As the Tory leadership hustings grind on, the process seems increasingly irrelevant because Conservative Central Office was foolish enough to send ballot papers out too early.

Steve Norris

Foolish? Well, given that most people in receipt of a form like this fill it in straight away and send it off, secure that they won’t miss the deadline, many of the 160,000 members will have voted before the hustings finish. And while most of the 160,000 won’t actually go to the hustings, it will be just as important to watch how each of the candidates fares as the campaign drags on.

I’ve been very clear that I will be voting for Jeremy Hunt (below). I note in passing that voters at large, as distinct from Tory voters, prefer Hunt as prime minister over Johnson by a considerable margin.

Conservative members are not as it happens the swivel-eyed loons that the former, unlamented party chairman Lord Andrew Feldman described them as.

Jeremy Hunt

Source: Shutterstock/Twocoms

Future PM? Steve Norris backs Hunt

In reality, the majority of members are perfectly sensible people, a majority (but by no means all) of whom voted to leave. Like the rest of the country, they can’t wait to get Brexit out of the way and get on with their lives. To them, Johnson offers rhetoric and bravado. Out, deal or no deal. Out come hell or high water, and so on.

What is less obvious is how such an approach will succeed. More MPs do now understand that the significance of talking about the prospect of leaving with no deal, while making clear that it is not your choice, is precisely that in any negotiation the other guy has to know you can walk away.

The property industry has always known that. But talking as if that is your preferred option, which is what Johnson appears to be doing, is foolish. As a last possible option if the EU absolutely refuses to budge, no deal might just be accepted by the House of Commons.

”I’ve been very clear that I will be voting for Jeremy Hunt. I note in passing that voters at large, as distinct from Tory voters, prefer Hunt as prime minister over Johnson by a considerable margin.” 

Steve Norris, of Soho Estates and This Land

If France’s president Macron decides to dig his heels in, he could effectively force the UK into no-deal territory by refusing to allow us to revoke Article 50. That would do his ratings a power of good at home.

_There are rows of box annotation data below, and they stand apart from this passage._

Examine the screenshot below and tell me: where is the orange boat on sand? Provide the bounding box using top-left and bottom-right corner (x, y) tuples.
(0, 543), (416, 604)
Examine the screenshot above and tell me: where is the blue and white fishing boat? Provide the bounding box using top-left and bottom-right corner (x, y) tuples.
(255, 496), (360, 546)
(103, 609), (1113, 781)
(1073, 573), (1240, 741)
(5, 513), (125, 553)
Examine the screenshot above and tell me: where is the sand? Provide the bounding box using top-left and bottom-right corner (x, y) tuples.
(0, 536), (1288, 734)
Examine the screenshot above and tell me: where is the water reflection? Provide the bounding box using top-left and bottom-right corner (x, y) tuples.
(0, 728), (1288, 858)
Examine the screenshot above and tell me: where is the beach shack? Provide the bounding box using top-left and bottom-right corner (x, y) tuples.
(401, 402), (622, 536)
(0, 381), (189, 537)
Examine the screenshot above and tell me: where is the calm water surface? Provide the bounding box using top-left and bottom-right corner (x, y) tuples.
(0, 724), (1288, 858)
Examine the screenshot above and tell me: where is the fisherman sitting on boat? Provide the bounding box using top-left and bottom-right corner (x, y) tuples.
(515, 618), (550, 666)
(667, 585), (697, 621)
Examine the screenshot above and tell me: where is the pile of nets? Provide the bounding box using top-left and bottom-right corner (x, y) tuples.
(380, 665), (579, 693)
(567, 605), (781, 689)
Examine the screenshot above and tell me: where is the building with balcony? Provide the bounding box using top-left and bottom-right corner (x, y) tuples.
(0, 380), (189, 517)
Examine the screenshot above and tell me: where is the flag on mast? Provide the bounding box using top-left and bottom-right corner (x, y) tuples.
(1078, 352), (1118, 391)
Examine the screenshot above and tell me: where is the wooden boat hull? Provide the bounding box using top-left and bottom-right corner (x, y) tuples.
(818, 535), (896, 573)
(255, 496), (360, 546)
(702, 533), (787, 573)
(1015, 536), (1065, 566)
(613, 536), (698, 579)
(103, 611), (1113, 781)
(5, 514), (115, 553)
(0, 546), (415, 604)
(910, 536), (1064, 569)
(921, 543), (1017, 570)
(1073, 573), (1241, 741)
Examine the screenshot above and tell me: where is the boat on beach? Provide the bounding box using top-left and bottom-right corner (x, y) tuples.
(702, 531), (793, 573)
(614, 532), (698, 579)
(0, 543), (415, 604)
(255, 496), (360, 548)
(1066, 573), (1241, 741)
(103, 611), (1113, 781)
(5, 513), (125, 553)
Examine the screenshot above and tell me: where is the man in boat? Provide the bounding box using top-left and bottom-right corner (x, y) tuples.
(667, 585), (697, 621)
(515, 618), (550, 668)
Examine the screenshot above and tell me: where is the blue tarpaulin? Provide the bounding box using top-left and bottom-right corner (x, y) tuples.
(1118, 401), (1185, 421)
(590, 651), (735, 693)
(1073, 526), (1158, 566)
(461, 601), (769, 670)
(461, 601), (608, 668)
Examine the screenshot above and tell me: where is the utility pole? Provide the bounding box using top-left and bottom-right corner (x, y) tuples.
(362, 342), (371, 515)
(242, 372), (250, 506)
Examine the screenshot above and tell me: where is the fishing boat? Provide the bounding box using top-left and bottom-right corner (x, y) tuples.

But opposition to no deal in parliament is still widespread and now heightened by the pressure on Jeremy Corbyn to make Labour a clear remain party. So Johnson may well find himself subjected to an early vote of confidence he cannot be sure of winning, the consequence of which would be a general election his party would almost certainly lose.

The overwhelming common-sense approach is for the new prime minister to first get the DUP MPs back on side to go to Brussels with a clear agenda including a proposal for the Irish border that Michel Barnier himself seems willing to accept and the DUP can support, and agree a deal that will benefit the 27 members of the EU as much as the UK.

Neither side wants tariffs or paperwork, nor to stop people travelling freely between the 27 and us. The prospect of cutting their nose off to spite their face is not enticing for economies that export more to the UK than the UK does to them.

This has always been the right outcome for both sides, but sadly we have suffered from two years of utterly wasted opportunity at the hands of Mrs May, whom the EU rapidly concluded was easy meat. They gave her nothing, believing – as some still do – that perhaps the UK would decide in the end leaving really wasn’t worth it if they made the terms sufficiently unpleasant.

Bombast and histrionics will cut little ice in Brussels, where they know the former foreign secretary all too well. For me, and I suspect an increasing number of Tory members, Hunt is the man for that job. Whether or not he is given the chance to do it we are yet to see.